An update to the latest UTSW COVID-19 forecast shows that while hospitalizations for the virus are at an all-time high in DFW, the trajectory of new cases in Dallas and Tarrant counties could be very different.
Researchers at the University of Texas Southwestern Medical Center in Dallas released their latest COVID-19 forecast models Tuesday and an updated version on Thursday which predicted the new daily infections in Dallas County are expected to decrease with the continued enforcement of current prevention measures. In Tarrant County, however, daily infections are expected to climb significantly under the same conditions.
"Spread of infection is not uniform across the North Texas region, and the trajectories of Dallas and Tarrant counties have diverged," UTSW said in the report (found at the bottom of this page). "While Dallas County hospitalizations are expected to stay flat at their current high levels until Christmas, Tarrant County hospitalizations are expected to grow another 20% in the same time frame."
Through Friday, Dallas County's 7-day and 14-day averages of confirmed COVID-19 cases are 1,592 and 1,497, per day, respectively. UTSW's forecast through Christmas is roughly 1,700 new infections per day. UTSW expects hospitalizations in Dallas County, which have increased just 4% over the past two weeks, to reach between 620-1,060 concurrent cases by Dec. 29.
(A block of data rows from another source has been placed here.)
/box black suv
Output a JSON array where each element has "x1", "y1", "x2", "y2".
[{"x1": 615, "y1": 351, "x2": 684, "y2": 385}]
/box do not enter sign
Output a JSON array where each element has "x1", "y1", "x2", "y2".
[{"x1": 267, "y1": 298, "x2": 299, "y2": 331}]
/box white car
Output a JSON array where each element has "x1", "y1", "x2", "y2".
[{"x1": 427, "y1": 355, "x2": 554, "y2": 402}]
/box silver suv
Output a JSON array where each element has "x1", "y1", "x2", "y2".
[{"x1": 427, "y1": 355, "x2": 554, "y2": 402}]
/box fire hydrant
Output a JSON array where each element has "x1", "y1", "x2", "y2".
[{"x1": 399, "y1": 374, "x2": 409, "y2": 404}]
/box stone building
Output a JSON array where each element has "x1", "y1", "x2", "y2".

The model forecasts a different story in Tarrant County, however, where the 7-day and 14-day averages of confirmed COVID-19 cases is 1,322 and 1,250 cases per day, respectively, through Friday. The model (found at the bottom of this page) forecasts that by Christmas Day, daily infections in Tarrant County could reach 2,500 per day. Hospitalizations of COVID-19 patients in the county, which have increased by 13% in the past two weeks and totaled more than 1,000 on both Thursday and Friday, are expected to be between 980-1,650 by Dec. 29.
The UTSW model predicts that without increased attempts to flatten the curve the trajectory of cases in Tarrant County will continue to climb.
With that in mind, UTSW urged those making holiday plans around Christmas to follow common prevention measures that curb the spread of disease due to the high level of infections and hospitalizations in the area. Adding to the risk of infection is colder weather pushing outdoor gatherings indoors.
Those common prevention measures include wearing masks, staying at home as much as possible, physical distancing while in public and frequently washing your hands.
UTSW COVID-19 Models
In their report, UTSW cautions "model-building is an iterative process with inherent uncertainty in its predictions. It facilitates planning and should not be the sole basis for policies or management decisions for any emerging infection."
The latest UTSW model is created using real patient data received from the Dallas and Tarrant county health departments, area hospitals and health systems, through Dec. 15 while the model released Dec. 15 used data through Dec. 11. They also remind that people arriving at the hospital today were likely infected around two weeks ago. UTSW re-runs their models and refines the graphs whenever they receive new data.